We observe, with growing concern, would-be-artist Lily’s struggle with her unsympathetic mother (who might very well be accurately described in this phrase from a very different sort of poem in Foley’s 2004 collection, Laughter in the Hive) – “Don’t think she belongs to a kinder / sex…”
Lily longs to become a realised painter. She fails. However, she fails creatively, learning by it.
Her lesbian identity is quietly revealed and explored with openness and a tender wit… we follow the darker unfoldings of her life, the birth (via “amateur conception”) of a child with her partner Frances, and the end of that relationship under the pressure of coping with an autistic son, Tom. But Tom, in his short life, with his rages and incomprehensions, has awoken maternal love, however briefly, in Lily’s Mam, and she mourns his loss…
You couldn’t call Mam broken.
Too solid to fracture she lets the weather
of her pain wear her planesto something more like a gesture than a face,
Descriptions of twelve Rembrandts are placed as bridge passages throughout the poem-novella, shaping and echoing Lily’s story with beautifully-judged accuracy, releasing the reader briefly from the tensions of that story. As here, in this picture of Rembrandt’s wife –
Take paper imbued with ground bone
in white gum and water;
let its aroma, faintly medicinal
mysterious, drift in your nostrils.
While your eyes marry hers
your hand
like a small animal with a life of its own
lays down silver lines
becoming Saskia.
I’m particularly struck by the emphasis on the creation of paints, reminding us that painters such as Rembrandt ground and made their own paints, and kept such processes secret.

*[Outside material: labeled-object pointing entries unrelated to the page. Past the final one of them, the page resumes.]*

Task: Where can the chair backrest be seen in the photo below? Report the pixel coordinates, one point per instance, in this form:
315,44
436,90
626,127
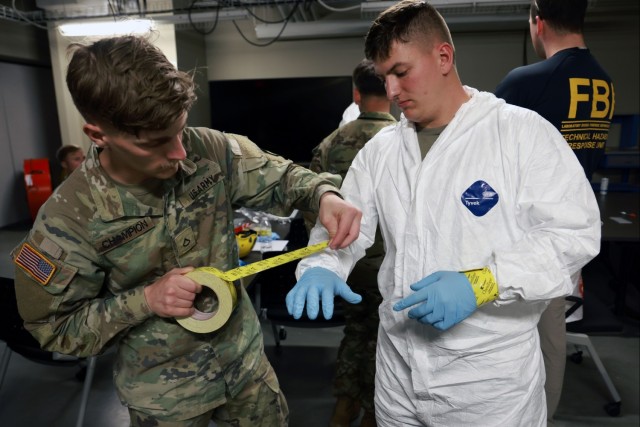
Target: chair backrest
37,180
18,339
597,317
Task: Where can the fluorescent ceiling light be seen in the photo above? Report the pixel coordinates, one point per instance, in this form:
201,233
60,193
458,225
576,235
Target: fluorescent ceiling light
106,28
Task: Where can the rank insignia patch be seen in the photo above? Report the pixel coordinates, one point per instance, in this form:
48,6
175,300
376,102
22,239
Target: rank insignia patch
34,263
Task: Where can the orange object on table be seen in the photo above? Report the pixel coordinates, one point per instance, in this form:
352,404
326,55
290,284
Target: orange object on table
37,179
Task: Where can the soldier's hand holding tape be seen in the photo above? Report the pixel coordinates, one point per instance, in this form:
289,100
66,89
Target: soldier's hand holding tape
318,284
173,294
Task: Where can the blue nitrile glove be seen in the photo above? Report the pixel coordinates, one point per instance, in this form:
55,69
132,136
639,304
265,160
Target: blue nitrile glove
318,283
447,299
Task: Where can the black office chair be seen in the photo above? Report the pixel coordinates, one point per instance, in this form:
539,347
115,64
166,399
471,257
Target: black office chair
20,341
597,319
271,288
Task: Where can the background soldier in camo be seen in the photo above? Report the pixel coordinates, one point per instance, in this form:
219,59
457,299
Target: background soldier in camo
105,260
355,371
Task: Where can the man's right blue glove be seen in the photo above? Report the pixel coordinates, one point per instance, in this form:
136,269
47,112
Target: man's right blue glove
318,283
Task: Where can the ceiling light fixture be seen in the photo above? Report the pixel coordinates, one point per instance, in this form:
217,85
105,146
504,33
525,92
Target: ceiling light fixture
106,28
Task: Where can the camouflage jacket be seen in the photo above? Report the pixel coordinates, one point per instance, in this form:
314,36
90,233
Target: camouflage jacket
81,270
336,152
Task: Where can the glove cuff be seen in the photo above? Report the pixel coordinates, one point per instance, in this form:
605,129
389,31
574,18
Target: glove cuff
483,284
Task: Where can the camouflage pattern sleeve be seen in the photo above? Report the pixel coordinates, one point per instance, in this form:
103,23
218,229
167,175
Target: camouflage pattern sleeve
265,181
60,284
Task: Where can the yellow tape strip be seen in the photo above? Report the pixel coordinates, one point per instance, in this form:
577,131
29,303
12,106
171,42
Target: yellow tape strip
265,264
484,285
221,283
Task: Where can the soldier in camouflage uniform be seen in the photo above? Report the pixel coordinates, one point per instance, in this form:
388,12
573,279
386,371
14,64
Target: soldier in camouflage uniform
105,260
355,371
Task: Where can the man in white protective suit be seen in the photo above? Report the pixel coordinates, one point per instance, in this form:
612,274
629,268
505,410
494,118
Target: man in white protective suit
485,214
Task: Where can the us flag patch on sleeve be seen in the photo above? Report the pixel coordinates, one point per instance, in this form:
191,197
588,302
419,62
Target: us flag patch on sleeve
34,263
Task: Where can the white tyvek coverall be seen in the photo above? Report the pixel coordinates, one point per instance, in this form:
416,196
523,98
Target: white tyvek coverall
487,370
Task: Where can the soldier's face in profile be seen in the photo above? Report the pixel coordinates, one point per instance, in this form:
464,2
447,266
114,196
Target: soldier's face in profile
131,159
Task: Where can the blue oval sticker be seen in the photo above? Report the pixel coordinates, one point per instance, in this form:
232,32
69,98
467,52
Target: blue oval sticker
479,198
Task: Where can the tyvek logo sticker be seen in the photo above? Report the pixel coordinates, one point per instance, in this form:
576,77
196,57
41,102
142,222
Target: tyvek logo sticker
479,198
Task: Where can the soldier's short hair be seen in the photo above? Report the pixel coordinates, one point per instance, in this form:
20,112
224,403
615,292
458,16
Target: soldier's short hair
404,22
65,150
367,81
128,84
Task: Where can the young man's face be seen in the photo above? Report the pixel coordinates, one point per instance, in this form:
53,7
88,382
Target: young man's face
72,161
151,155
412,75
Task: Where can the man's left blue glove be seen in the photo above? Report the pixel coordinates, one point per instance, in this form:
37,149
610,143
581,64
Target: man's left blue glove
447,298
314,284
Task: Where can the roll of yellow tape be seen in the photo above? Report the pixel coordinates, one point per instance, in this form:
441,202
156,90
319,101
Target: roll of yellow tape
226,300
221,283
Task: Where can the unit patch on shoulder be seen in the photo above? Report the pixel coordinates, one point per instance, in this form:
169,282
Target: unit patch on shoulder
35,264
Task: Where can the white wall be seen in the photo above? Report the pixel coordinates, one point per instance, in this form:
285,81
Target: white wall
28,129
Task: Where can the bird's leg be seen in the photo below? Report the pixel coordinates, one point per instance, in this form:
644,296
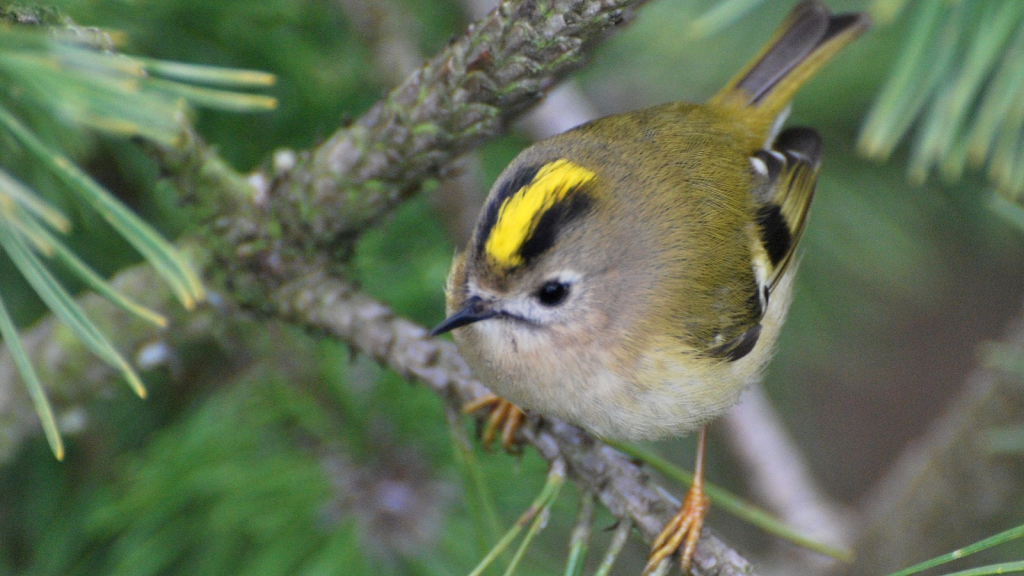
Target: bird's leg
682,532
504,415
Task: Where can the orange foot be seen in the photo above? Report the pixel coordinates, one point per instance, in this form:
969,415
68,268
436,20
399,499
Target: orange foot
683,531
504,415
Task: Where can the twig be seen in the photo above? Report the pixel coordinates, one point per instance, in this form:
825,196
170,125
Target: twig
317,300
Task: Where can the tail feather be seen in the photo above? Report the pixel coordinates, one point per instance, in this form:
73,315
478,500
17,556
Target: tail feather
808,38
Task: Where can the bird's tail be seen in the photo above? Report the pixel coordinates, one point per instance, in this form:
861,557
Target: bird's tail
810,37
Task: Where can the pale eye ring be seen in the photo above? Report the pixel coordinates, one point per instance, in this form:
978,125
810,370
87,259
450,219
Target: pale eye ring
552,293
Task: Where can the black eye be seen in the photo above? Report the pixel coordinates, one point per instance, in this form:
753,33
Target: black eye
553,293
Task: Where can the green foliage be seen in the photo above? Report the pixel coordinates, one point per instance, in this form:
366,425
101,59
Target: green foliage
261,457
51,73
958,75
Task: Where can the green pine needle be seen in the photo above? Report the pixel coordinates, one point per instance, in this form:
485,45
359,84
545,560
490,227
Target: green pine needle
10,337
158,251
537,511
958,76
65,307
1000,538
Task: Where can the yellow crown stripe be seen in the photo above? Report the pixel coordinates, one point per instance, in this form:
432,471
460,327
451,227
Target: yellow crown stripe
519,213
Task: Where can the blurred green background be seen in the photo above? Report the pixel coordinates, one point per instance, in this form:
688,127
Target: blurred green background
272,451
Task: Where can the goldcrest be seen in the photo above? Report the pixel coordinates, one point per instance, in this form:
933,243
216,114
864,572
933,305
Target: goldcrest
632,275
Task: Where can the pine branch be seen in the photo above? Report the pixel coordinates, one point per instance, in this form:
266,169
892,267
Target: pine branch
334,305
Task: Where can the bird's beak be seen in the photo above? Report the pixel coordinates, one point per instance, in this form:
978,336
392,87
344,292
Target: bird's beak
473,310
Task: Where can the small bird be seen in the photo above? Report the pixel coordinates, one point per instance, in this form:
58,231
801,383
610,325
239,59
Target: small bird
631,276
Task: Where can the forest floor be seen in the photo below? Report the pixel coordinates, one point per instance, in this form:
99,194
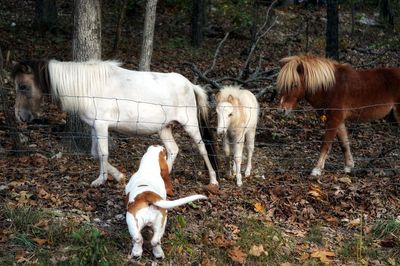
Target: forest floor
280,216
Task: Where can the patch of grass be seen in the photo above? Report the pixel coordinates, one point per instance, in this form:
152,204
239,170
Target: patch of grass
178,240
255,232
88,246
315,235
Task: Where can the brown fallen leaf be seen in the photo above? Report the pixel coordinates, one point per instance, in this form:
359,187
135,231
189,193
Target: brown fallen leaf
237,255
257,251
40,241
323,255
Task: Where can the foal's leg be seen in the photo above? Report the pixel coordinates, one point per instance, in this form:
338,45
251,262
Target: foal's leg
194,132
170,145
330,133
237,157
345,145
134,230
250,136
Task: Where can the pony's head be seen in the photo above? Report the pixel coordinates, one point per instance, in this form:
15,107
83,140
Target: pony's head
301,75
31,83
227,112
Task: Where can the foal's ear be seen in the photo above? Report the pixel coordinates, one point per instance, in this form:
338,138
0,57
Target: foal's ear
165,172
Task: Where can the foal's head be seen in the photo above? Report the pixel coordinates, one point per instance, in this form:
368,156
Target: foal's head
31,82
227,113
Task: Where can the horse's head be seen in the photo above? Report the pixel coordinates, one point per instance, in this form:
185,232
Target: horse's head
29,93
226,114
290,84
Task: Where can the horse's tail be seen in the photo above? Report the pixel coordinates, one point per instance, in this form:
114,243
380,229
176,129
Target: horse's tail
168,204
206,134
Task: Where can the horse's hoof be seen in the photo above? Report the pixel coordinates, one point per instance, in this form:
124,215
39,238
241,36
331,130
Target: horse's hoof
347,169
98,182
316,172
120,178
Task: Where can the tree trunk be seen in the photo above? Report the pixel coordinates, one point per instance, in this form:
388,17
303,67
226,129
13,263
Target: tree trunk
86,45
121,17
148,34
198,16
387,13
45,15
332,30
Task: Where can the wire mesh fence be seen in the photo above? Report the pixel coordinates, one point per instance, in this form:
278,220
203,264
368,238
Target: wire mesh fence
284,145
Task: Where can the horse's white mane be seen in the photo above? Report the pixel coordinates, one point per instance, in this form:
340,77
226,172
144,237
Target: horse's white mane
76,83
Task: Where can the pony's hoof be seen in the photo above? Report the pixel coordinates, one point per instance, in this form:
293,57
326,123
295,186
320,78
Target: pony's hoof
347,169
316,172
158,252
120,178
98,182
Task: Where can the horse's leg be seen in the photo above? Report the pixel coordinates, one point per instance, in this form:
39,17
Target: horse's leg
250,136
345,145
237,157
227,150
194,133
101,135
170,145
330,133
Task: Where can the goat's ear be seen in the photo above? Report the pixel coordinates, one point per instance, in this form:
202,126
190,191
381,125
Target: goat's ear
165,172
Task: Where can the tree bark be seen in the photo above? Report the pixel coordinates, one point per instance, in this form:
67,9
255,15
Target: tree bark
86,45
86,42
121,17
148,35
332,30
198,15
45,15
387,13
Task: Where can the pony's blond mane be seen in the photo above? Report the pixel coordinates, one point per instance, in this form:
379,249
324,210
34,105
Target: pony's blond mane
318,73
75,84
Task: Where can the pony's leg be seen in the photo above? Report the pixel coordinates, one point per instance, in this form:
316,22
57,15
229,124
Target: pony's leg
227,151
330,134
250,136
170,145
194,133
101,135
158,229
345,145
237,157
134,230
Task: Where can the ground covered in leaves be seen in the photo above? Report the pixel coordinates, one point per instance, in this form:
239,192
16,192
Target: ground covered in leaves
280,216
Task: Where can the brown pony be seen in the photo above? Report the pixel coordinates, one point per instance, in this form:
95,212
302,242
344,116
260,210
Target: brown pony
339,93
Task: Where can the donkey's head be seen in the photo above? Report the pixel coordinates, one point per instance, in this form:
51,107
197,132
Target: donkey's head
31,82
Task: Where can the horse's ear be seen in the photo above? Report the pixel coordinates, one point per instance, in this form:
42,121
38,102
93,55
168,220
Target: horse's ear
300,69
165,173
26,69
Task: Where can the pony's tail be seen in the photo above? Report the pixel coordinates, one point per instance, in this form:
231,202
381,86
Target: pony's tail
206,134
168,204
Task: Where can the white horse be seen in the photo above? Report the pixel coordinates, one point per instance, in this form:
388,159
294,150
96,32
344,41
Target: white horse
237,111
107,96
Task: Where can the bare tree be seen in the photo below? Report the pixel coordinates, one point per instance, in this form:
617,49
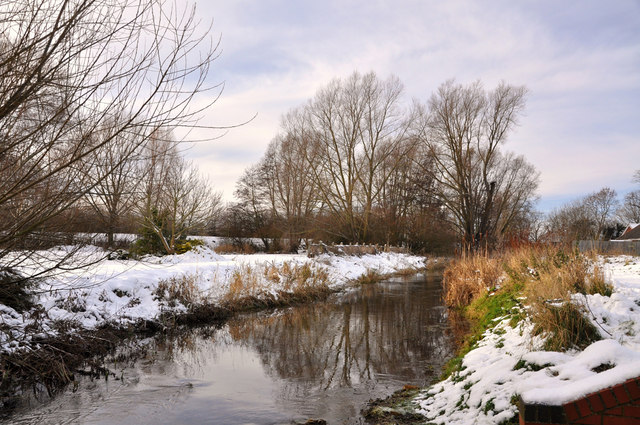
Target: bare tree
463,129
600,207
113,173
629,212
588,217
175,199
68,69
354,126
290,188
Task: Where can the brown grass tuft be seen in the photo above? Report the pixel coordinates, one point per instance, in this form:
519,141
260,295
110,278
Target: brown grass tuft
468,277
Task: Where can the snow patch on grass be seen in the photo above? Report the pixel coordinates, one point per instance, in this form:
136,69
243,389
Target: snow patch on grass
508,363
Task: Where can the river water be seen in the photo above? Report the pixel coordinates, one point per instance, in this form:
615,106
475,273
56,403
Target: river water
323,360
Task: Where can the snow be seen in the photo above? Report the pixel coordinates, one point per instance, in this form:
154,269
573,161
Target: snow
122,291
508,361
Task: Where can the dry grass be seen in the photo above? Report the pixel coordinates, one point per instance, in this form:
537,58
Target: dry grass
252,287
467,278
370,276
230,248
182,289
547,277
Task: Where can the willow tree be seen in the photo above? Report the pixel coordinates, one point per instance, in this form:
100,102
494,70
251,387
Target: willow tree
68,70
463,128
354,128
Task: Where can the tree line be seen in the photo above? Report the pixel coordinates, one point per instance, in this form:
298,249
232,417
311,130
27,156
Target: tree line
90,92
356,165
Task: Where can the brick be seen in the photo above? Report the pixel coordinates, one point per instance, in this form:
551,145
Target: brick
571,411
616,411
597,405
583,407
631,411
608,398
544,414
633,389
616,420
621,394
557,415
590,420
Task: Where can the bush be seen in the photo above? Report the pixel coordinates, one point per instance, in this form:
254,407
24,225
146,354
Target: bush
544,277
469,277
182,289
186,245
14,290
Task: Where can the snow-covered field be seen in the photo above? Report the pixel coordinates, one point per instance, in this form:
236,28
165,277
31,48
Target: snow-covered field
123,290
508,362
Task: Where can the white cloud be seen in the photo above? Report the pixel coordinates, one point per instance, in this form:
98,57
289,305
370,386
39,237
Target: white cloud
580,61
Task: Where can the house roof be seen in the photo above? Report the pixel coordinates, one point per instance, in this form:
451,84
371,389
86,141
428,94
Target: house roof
630,234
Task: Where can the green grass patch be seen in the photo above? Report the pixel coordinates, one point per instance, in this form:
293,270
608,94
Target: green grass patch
482,314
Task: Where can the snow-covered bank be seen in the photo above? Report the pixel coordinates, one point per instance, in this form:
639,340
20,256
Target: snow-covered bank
508,362
122,291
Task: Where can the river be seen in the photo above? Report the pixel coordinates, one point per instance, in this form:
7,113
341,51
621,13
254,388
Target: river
323,360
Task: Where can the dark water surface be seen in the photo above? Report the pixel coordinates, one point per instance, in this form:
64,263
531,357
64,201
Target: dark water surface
324,360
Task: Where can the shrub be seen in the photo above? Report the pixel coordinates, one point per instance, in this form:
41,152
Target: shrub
565,326
14,290
467,278
186,245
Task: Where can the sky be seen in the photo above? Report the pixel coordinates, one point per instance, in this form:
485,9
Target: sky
580,61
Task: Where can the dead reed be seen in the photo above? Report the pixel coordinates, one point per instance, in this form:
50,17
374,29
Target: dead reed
544,277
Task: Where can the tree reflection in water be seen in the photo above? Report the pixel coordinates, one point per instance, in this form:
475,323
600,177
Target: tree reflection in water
321,360
389,334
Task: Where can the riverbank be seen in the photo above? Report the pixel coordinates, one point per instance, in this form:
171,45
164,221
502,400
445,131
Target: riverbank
512,361
90,311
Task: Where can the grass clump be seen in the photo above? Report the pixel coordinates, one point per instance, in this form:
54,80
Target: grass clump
544,279
370,276
178,289
467,278
274,285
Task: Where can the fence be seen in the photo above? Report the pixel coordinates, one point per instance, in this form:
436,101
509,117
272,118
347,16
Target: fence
611,247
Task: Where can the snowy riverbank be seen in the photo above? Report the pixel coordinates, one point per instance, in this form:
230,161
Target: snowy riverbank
124,291
508,363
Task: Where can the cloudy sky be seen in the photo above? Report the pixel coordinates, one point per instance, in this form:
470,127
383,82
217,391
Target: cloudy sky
579,59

Dark, the alchemical brewing of light and all
the snares of its entrapment, in pigment and paint,
is Lily’s study now –bone burned black, ground fine, shadow source
sea creatures oolith, coccolith, chalk
flaked light to fatten shadow,
In the closing bracket section, we see Lily claim her identity as ‘a sort of painting-angel’ outside the Rijksmuseum, clad in silver “her tall brush poised // as she juggles light.”
Timothy Hyman, artist and commentator, rightly discerns in his prefatory note to The Silver Rembrandt that this is ‘an elliptical novel – a kind of bildungsroman which includes all the material a novelist might engage with, yet shaped with the wrought intensity and resource of poetic language’.
Now I can’t think of a poetic form more difficult to master than the novel or novella in verse! Yet here it is, ingeniously and scrupulously achieved. Like another Lily in literature, Foley’s Lily has had her vision.
A further fourteen short poems complete this collection, each reflecting in its own individual way a constant and important theme in Foley’s work, which is to investigate “the sort of love” which is “tough as a Kevlar vest.”